Setelah kejadian di Bengkel, Pati kembali dan membawa Ergantha ke sebuah Restoran ternama.
"Tha, kamu enggak pernah bully siapapun di sekolah?"
Makanan mereka belum datang, dan Pati tak henti bertanya segala hal meskipun Ergantha tak berkenan menjawab.
"Mas yakin kamu bukan target bullying, Mas Pati cuma khawatir aja kalau kamu malah oknum. Seumpama kalau kamu enggak bisa bermanfaat buat orang lain, jangan sampai merugikan hidup mereka... Tanggungjawab di akhirat juga berat."
"Efek bullying itu parah, Tha. Belum lagi kalau bicara soal psikis... Nih ya, di dalam Surah Al-Hujurat ayat 11 juga udah di kasih tahu."
Ergantha cukup hafal, banyak petuah yang akan diberikan Pati.
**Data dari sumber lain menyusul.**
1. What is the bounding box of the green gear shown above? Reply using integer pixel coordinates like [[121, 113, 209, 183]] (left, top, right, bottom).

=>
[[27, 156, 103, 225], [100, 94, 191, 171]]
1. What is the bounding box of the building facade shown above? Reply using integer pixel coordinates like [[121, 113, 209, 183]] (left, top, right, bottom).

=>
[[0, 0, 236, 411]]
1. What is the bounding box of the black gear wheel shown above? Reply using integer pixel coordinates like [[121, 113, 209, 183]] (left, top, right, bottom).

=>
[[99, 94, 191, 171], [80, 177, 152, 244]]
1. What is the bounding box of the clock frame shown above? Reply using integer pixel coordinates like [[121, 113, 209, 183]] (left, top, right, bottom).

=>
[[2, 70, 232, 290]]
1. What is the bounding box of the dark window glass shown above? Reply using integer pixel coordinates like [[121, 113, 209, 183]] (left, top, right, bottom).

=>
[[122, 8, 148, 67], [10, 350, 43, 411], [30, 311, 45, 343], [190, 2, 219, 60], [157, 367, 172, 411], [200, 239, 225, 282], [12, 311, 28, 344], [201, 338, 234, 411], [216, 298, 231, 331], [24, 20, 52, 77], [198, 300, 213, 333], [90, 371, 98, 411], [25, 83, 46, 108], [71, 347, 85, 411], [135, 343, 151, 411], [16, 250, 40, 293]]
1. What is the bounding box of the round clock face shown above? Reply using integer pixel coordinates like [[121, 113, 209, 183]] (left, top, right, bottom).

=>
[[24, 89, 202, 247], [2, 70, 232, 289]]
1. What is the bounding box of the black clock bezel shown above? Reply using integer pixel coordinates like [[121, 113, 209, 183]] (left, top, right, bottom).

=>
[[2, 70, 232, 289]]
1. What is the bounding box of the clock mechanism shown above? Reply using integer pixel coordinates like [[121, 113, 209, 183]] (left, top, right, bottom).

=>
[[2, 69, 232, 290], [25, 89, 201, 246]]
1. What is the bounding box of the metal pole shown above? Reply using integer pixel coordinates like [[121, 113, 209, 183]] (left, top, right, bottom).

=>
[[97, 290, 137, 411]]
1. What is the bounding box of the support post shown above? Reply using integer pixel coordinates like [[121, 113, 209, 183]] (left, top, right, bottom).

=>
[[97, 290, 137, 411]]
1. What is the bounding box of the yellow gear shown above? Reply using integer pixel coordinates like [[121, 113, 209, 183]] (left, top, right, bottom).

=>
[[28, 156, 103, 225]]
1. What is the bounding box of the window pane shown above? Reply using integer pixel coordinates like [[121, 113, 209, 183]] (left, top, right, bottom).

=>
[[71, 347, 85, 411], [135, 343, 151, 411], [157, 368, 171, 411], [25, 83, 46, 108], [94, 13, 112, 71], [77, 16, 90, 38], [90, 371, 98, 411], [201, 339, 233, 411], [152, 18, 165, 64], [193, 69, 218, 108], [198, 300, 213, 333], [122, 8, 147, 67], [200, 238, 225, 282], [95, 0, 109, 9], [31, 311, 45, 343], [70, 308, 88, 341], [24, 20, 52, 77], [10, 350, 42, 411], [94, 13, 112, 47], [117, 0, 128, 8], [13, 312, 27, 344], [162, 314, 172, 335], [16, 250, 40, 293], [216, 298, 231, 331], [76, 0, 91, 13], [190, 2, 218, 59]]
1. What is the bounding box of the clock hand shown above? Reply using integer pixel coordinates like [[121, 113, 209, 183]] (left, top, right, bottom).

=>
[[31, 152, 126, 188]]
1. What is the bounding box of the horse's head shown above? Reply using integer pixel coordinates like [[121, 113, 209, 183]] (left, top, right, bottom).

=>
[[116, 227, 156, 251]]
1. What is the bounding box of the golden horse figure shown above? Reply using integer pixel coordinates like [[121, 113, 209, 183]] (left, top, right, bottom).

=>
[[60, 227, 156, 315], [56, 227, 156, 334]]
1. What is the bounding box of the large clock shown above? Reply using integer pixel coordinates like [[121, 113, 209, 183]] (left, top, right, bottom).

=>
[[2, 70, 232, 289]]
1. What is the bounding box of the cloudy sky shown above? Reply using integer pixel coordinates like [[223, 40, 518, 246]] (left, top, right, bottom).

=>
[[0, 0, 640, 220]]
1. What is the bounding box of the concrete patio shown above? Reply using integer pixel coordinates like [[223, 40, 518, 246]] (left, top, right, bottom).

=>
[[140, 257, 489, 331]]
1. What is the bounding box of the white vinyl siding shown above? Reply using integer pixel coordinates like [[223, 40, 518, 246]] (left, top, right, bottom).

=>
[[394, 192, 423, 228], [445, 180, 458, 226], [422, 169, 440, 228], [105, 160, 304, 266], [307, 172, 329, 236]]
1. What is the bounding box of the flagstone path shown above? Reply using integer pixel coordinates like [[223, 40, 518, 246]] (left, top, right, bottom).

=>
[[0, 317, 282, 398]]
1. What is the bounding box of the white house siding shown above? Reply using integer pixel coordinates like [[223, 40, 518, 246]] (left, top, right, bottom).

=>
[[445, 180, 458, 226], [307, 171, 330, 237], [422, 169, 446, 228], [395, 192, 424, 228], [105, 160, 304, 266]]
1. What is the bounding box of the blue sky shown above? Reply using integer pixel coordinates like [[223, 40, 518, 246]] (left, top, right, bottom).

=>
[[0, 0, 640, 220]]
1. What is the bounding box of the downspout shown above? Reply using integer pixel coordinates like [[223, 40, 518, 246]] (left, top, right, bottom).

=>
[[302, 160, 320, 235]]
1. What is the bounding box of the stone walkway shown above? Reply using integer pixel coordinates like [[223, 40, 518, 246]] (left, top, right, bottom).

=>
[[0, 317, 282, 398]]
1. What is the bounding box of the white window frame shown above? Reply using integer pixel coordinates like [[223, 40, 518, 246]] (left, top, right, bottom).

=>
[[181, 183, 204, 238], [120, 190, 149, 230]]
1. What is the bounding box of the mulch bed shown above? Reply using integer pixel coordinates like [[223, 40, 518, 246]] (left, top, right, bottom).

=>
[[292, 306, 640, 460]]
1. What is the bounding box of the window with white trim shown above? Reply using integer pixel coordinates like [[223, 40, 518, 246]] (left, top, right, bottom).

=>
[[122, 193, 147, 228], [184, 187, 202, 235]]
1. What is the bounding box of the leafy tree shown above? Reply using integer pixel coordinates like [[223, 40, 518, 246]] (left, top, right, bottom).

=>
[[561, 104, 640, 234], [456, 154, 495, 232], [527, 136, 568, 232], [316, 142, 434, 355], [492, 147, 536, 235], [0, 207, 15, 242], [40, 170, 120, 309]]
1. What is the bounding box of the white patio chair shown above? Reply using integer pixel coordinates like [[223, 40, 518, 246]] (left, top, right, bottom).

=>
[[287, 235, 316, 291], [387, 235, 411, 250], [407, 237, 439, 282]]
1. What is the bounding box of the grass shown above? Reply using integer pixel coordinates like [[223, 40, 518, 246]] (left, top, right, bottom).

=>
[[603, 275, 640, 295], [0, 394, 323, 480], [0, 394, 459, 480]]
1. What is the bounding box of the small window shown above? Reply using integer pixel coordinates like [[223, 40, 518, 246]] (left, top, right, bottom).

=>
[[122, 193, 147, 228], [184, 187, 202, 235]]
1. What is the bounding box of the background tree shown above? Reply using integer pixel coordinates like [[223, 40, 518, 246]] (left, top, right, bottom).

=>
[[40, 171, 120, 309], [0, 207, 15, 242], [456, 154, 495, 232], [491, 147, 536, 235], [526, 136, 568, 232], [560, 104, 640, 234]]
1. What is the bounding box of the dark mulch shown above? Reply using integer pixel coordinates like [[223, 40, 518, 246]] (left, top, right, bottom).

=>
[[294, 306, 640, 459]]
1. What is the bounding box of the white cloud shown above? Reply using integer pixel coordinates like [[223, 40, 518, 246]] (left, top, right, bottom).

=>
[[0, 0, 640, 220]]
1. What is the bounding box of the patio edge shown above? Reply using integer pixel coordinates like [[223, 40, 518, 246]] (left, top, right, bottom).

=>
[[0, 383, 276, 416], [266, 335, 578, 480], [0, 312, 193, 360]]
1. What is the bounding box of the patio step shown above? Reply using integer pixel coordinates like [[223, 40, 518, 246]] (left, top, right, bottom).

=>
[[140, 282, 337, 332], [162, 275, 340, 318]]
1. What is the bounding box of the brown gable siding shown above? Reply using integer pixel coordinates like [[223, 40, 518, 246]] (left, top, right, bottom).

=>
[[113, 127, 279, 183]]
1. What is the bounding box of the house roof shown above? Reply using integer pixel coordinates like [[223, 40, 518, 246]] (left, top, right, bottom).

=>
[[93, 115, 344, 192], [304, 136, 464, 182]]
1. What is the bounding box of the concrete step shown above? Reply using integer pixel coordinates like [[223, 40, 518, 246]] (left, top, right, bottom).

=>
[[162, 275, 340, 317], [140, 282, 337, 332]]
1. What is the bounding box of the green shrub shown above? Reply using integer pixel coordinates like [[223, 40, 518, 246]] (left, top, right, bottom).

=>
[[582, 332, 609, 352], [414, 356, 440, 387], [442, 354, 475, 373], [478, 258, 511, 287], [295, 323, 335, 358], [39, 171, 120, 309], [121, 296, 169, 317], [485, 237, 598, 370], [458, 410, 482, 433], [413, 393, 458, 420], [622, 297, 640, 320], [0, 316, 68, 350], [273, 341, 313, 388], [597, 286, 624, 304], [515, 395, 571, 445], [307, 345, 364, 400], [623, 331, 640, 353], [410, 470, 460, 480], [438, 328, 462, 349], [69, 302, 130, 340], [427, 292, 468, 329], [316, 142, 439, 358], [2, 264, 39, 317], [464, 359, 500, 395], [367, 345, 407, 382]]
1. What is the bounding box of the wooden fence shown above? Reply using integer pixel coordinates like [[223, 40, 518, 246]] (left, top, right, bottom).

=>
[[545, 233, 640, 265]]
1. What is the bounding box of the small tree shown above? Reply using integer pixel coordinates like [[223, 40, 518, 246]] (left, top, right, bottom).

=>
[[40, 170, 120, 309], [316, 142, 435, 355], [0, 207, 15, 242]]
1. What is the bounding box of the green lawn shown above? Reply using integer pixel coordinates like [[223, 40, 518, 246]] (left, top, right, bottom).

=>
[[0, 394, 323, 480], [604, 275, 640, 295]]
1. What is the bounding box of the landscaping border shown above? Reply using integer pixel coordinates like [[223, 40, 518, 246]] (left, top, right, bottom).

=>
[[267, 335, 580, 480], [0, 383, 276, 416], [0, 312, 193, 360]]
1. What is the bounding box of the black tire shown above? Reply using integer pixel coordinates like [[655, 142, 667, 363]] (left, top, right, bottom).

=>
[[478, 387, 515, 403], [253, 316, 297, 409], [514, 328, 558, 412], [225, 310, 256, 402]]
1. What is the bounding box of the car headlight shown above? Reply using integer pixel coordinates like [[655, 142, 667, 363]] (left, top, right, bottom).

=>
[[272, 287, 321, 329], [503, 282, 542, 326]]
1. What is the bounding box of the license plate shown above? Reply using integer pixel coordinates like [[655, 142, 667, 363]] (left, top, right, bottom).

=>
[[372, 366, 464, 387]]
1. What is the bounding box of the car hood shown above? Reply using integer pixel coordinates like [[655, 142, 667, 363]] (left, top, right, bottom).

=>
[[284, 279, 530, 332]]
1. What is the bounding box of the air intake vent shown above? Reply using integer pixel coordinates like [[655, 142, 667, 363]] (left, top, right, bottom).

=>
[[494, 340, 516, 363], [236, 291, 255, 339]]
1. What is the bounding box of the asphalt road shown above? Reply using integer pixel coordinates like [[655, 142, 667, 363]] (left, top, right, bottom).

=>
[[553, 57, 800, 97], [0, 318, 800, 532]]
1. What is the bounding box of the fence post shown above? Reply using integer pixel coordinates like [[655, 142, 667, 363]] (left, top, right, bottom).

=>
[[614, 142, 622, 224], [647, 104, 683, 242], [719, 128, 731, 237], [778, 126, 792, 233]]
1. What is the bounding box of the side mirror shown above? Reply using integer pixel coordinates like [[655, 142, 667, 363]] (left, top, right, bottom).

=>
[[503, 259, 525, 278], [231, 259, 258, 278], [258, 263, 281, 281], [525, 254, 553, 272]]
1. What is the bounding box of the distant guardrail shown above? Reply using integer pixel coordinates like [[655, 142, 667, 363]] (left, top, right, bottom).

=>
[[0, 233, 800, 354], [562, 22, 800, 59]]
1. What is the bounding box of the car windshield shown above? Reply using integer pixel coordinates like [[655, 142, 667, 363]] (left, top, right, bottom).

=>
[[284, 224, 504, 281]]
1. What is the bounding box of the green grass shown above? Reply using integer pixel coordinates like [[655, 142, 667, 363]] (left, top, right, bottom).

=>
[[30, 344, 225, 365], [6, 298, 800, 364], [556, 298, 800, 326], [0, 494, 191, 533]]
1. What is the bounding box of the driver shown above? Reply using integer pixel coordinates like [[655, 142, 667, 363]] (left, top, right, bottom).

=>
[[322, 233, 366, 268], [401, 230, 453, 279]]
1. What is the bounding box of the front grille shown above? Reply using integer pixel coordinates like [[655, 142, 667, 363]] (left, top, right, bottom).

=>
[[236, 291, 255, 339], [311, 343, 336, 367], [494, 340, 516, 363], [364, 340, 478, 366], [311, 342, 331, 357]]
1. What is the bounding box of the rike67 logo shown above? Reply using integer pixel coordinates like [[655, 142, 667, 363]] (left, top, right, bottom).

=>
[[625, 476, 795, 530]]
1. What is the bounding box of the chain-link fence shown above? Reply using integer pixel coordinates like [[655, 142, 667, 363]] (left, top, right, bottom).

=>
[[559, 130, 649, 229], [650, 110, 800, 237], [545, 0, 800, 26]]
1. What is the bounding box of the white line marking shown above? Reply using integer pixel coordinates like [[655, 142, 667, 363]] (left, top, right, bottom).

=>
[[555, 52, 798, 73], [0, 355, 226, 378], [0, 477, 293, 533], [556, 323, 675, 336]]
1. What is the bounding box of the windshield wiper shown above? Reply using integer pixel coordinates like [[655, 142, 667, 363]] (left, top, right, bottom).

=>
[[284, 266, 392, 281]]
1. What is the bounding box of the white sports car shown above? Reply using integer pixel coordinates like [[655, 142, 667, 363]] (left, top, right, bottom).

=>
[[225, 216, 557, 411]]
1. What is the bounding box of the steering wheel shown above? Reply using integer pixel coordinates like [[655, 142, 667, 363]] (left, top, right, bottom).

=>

Semenjak menjadi "Pemuda Hijrah" kakaknya memang hobi mengambil quotes dari mana saja. Belum lagi dengan satu dua tafsiran Surah dari ayat suci Al-Qur'an.
"Di medsos selalu ramai kasus Bullying, anak seumuran kamu mikirnya apa sih, hobi banget bully temen sendiri. Pejalan kaki aja pakai di klitihin. Enggak usah lah ikut geng-gengan... Siapa tuh temen-temen kamu—yang bener kayaknya cuma si Arab sama si ketua OSIS."
Disaat Ergantha masih tak peduli dengan omongan Pati, Pati justru tak lelah membuka mulut. Menyampaikan segala aspirasi dengan ribuan ocehan yang tak henti.
"Eh, tapi jangan deket-deket banget sama si Ketua OSIS, enggak baik berikhtilat sama lawan jenis, Tha. Apalagi kalau urusannya enggak penting. Sama si arab juga enggak usahlah, kamu deketnya sama temen perempuan aja, tapi yang enggak aneh-aneh juga kelakuannya."
Pati belum tahu saja, si arab—Arjun jauh lebih anarkis dari wajah kearab-arabannya.
"Nanti kalau kuliah jangan jauh-jauh, Tha, biar Mas sama Papa bisa pantau. Jangan main pacar-pacaran, laki-laki cuma mau enak kamu paling cuma dapat mentahan."
Ergantha jengah, selera makannya jadi menghilang. Sudah hampir tiga puluh menit makanan mereka belum juga datang dan Pati tak hentinya berfatwa. Ia bukan anak Sekolah Dasar yang perihal pacar-pacaran saja perlu ditakut-takuti.
"Makanannya di bungkus aja! Aku udah enggak mood!" Ergantha berdiri dan pergi menuju parkiran mobil. Ia benar-benar tak tahan bersama kakak laki-lakinya.
Pati terkekeh begitu Ergantha meninggalkannya. Adik perempuannya yang keras kepala akhirnya membuka mulut, meskipun berisi kekesalan semata. Pati berjanji ia akan mencoba memperbaiki hubungan mereka, menyeret kembali Ergantha ke jalan yang benar.
Kali ini Pati tak akan meninggalkaan adik kesayangannya.